Catheter ablation for therapy of AVNRT is generally done under conscious sedation in the electrophysiology laboratory. Four to eight French electrical catheters are used during the procedure, with catheters generally placed into the high right atrium, right ventricle, bundle of His area, and the coronary sinus from the femoral veins and sometimes the internal jugular and subclavian veins.

Standard and/or three-dimensional intracardiac mapping is used to localize vital structures, including the slow and fast pathways. Generally the target for ablation is the slow pathway of the AV node. It is usually located just to the right of the coronary sinus os in the 30- to 45-degree RAO position of the fluoroscope.

Generally a line of transection or series of lesions is made with the ablation catheter from the tricuspid valve to the coronary sinus os at the level of the low to mid coronary sinus os as a starting point. Application of RF energy at this site generally leads to destruction of the slow pathway and cure of AVNRT.

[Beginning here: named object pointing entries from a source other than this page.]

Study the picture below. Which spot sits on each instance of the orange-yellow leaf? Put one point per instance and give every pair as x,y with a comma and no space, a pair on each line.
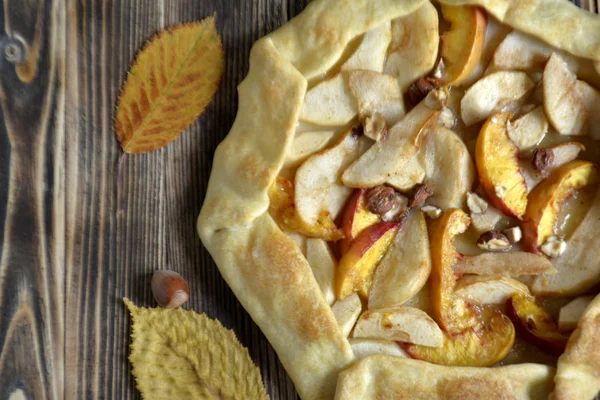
170,83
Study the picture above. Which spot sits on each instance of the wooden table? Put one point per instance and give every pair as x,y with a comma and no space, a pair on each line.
82,225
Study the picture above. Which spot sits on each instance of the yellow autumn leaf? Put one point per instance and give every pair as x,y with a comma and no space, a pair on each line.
179,354
170,83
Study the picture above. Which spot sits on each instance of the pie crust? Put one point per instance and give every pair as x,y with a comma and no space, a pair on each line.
265,268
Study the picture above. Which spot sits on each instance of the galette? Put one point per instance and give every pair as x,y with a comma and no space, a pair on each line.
408,201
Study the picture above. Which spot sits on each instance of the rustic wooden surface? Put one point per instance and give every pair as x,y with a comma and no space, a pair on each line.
81,226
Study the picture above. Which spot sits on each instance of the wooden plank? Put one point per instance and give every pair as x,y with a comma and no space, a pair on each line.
81,225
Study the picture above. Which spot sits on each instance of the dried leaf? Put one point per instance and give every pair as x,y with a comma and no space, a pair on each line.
170,83
179,354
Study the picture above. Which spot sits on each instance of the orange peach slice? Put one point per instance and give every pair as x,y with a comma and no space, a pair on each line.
462,45
535,324
355,219
547,198
357,266
500,175
472,348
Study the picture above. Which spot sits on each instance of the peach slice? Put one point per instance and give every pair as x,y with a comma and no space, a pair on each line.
462,45
357,266
355,218
572,106
547,198
514,263
319,189
492,93
403,324
535,324
283,210
415,33
473,348
406,266
453,314
500,175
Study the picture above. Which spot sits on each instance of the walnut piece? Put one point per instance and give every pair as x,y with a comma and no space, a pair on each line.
514,234
419,90
493,241
375,126
554,246
420,194
380,199
542,160
432,212
476,204
398,210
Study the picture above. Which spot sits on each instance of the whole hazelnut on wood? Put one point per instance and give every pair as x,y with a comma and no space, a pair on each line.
170,290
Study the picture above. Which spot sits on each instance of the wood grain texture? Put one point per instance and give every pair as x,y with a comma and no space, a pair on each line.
82,225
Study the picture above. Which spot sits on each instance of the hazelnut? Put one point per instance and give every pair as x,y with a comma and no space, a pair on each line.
542,160
170,290
432,212
493,241
419,90
375,126
476,204
514,234
380,199
420,194
554,246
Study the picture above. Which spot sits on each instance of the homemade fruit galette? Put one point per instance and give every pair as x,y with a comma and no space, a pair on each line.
408,201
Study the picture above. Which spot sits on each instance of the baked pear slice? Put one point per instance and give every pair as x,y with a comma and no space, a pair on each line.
547,198
500,175
406,266
579,266
462,44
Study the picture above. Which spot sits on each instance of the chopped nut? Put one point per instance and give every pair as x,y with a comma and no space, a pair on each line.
554,246
380,199
500,191
476,204
420,194
437,99
439,68
447,118
419,90
542,160
432,211
375,126
493,241
514,234
400,206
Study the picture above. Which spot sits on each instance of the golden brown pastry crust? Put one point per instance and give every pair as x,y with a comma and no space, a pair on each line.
578,372
391,377
262,265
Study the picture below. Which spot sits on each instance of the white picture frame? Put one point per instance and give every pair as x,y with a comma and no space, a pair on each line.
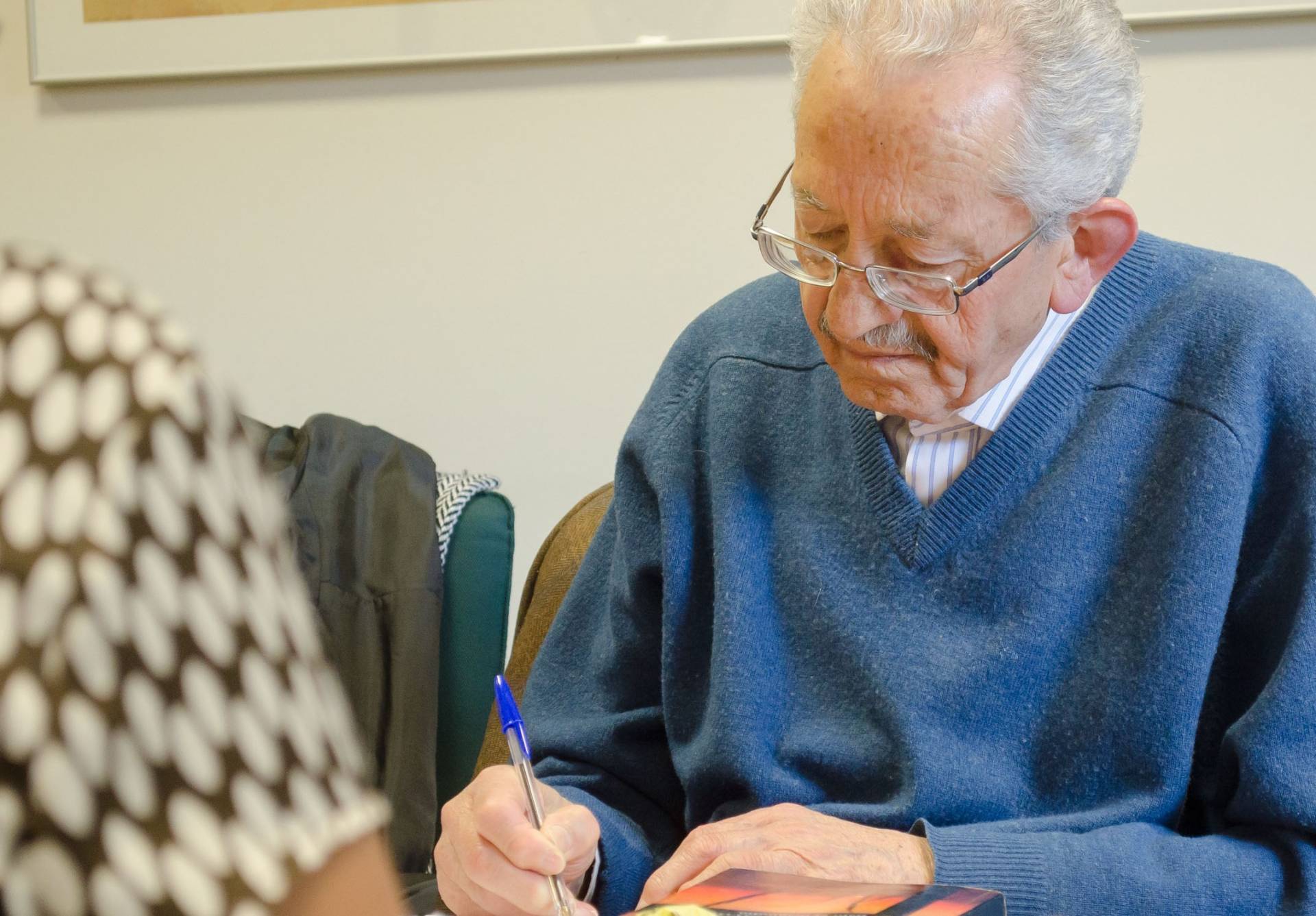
64,49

E. Common Pitfalls and Side Effects of Management

Physicians should be familiar with the side effects of medications that are used to treat AVNRT. This includes knowing and recognizing the side effects of beta-blockers, such as metoprolol and atenolol; calcium channel blockers, such as diltiazem and verapamil; the type Ic drugs, flecainide and propafenone; and type III antiarrhythmics such as sotalol.

Patients should be well informed of the risks and benefits of catheter ablation. The risks of catheter ablation include rare instances of heart block, bleeding, hematoma, infection, cardiac tamponade, pneumothorax, pericarditis, deep venous thrombosis, and pulmonary embolic events (see Table 2).

Table 2.n

Drug Interactions

What's the evidence for specific management and treatment recommendations?

Blomstrom-Lundqvist, C, Scheinman, CC, Aloit, EM. “ACC/AHA/ESC guidelines for the management of patients with supraventricular arrhythmias—executive summary: A report of the American College of Cardiology/ American Heart Association Task Force on practice guidelines and the European Society of Cardiology Committee for practice guidelines (Writing Committee to Develop Guidelines for the Management of Patients With Supraventricular Arrhythmias)”. Circulation. vol. 108. 2003. pp. 1871

Blomstrom-Lundqvist, C, Scheinman, CC, Aloit, EM. “ACC/AHA/ESC Guidelines for the Management of Patients with Supraventricular Arrhythmias—Executive Summary”. October 2003.

Nakagawa, H, Jackman, W. ” Catheter ablation of paroxysmal supraventricular tachycardia”. Circulation. vol. 116. 2007. pp. 2465-78.

DRG Codes and Expected Length of Stay.

The diagnosis code for Paroxysmal Supraventricular Tachycardia and thus Atrioventricular Nodal Reentrant Tachycardia (AVNRT) is 427.0

Patients who present with an episode of AVNRT and are treated in the emergency department for immediate management may generally be discharged after a few hours. If drug therapy is chosen, calcium channel blockers and beta-blockers can be instituted as an outpatient.

Flecainide and propafenone can usually be instituted as an outpatient as well. If the patient requires a type III antiarrhythmic drug such as sotalol, the patient should be monitored on telemetry for five doses of the medications, which generally requires 21/2 to 3 days.

Patients undergoing uncomplicated catheter ablation therapy for treatment of AVNRT can generally be discharged 6 to 8 hours after the procedure while some practitioners prefer to keep the patient under observation for an overnight stay.